Yang kedua adalah semacam kata kunci Widayat untuk mengidentifikasi dan/atau menilai lukisan. Seturut kata kunci itu, sebuah lukisan yang tersimpulkan baik-apik jika terdapat “Greng”. Dalam kalimat penulis seni rupa Agus Dermawan T., “Greng” merupakan “istilah khas Widayat untuk menandai lukisan-lukisan yang memiliki optimasi ekspresi, teknik perwujudan, getaran, serta keluasan imajinasi dan fantasi.”
Yang menarik, kata kunci ini justru populer melalui kolektor besar Oei Hong Djien (OHD).
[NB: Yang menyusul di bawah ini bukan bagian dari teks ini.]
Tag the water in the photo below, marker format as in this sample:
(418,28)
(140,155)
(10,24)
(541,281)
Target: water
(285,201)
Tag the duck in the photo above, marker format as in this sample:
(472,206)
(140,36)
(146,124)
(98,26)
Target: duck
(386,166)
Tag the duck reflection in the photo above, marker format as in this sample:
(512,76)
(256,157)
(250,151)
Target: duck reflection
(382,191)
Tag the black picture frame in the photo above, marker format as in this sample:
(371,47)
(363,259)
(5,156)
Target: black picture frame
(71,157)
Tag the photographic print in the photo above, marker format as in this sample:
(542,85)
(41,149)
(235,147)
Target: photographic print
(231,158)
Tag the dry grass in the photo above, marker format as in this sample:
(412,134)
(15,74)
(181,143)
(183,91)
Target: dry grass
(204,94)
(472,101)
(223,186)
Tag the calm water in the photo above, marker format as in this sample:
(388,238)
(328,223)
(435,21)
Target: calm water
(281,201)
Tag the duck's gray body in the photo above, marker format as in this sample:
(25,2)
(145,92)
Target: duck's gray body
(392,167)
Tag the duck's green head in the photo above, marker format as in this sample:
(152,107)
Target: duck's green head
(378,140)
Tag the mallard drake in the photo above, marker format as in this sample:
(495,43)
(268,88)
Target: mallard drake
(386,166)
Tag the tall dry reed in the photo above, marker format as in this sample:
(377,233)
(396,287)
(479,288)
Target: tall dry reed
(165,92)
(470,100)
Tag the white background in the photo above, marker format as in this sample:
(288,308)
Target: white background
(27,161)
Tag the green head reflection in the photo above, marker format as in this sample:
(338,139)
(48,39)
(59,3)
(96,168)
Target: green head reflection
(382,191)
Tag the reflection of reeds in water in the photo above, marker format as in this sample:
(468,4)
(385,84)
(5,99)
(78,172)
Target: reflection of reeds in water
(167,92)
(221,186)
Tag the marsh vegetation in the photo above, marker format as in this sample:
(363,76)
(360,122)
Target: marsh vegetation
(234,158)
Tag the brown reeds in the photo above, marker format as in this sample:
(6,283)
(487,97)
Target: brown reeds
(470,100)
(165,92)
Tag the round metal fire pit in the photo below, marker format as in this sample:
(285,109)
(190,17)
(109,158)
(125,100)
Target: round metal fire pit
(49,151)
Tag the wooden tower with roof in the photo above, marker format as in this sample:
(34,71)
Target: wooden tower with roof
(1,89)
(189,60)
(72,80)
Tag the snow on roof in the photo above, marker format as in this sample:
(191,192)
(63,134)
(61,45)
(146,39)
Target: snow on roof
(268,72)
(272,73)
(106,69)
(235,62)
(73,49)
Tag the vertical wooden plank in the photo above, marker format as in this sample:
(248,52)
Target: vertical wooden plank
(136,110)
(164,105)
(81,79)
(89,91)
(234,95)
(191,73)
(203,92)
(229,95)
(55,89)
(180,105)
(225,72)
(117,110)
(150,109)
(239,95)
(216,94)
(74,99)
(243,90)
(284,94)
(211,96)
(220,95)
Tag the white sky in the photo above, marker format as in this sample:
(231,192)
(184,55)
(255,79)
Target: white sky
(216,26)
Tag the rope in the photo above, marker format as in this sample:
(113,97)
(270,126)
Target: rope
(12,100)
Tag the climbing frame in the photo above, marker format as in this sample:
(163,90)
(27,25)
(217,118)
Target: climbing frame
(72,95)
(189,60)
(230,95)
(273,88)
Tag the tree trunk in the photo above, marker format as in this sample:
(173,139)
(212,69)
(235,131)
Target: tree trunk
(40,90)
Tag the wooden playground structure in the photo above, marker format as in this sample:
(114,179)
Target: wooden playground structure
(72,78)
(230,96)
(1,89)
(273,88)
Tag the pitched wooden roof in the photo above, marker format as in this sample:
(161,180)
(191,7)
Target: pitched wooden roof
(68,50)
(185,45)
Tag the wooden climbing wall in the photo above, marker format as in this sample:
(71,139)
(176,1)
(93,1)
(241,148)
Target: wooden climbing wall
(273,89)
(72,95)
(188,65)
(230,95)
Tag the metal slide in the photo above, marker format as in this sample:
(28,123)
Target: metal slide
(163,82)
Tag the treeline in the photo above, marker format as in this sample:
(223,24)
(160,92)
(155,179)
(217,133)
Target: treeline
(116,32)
Sampai-sampai, bila tak senantiasa diluruskan OHD, banyak orang mengira kata kunci tersebut berasal dari atau kepunyaan pemilik OHD Museum, Magelang, itu.
Demikianlah, dengan kedua warisan itu, nama Widayat tetap bertakhta di lidah dan hati penghayat seni rupa Indonesia, utamanya di Yogyakarta, sekalipun ia telah berada di alam baka sejak 17 tahun lalu.
Pameran bertajuk “Legenda Magis” ini menggelar pusparagam karya seni rupa—antara lain lukisan, gambar, grafis, patung (kertas dan logam), dan keramik ciptaan 84 seni rupawan Indonesia lintas generasi yang tinggal dan berkarya di Yogyakarta, Jakarta, Bandung, Tangerang, Banyuwangi, Temanggung, Sumedang, Solo, Magelang dll. 21 perupa diundang secara tertutup, 63 perupa dipilih lewat undangan terbuka oleh Risman Marah, Dedi Yuniarto, dan Ria Novitri.
Dengan itu, pameran ini berkehendak mempresentasikan ikhtiar kreatif—pikiran, perasaan, dan tanggapan—perupa atas riwayat daya cipta Widayat, terutama yang berkenaan dengan “Greng” dan “Decora magis” dalam bahasa visual seturut kadar dan kecenderungan artistik atau sesuai dengan pengetahuan dan daya imajinasi mereka.
Dari situ kita boleh memandang “Legenda Magis” ini sebagai eksposisi karya seni rupa yang dianggap “Greng” oleh 90 perupa Indonesia atau merupakan tafsir estetis mereka atas “Greng” atau “Decora Magis” atau riwayat kreatif Widayat yang melegenda di dunia seni rupa Indonesia—bahkan di dunia seni rupa manca negara.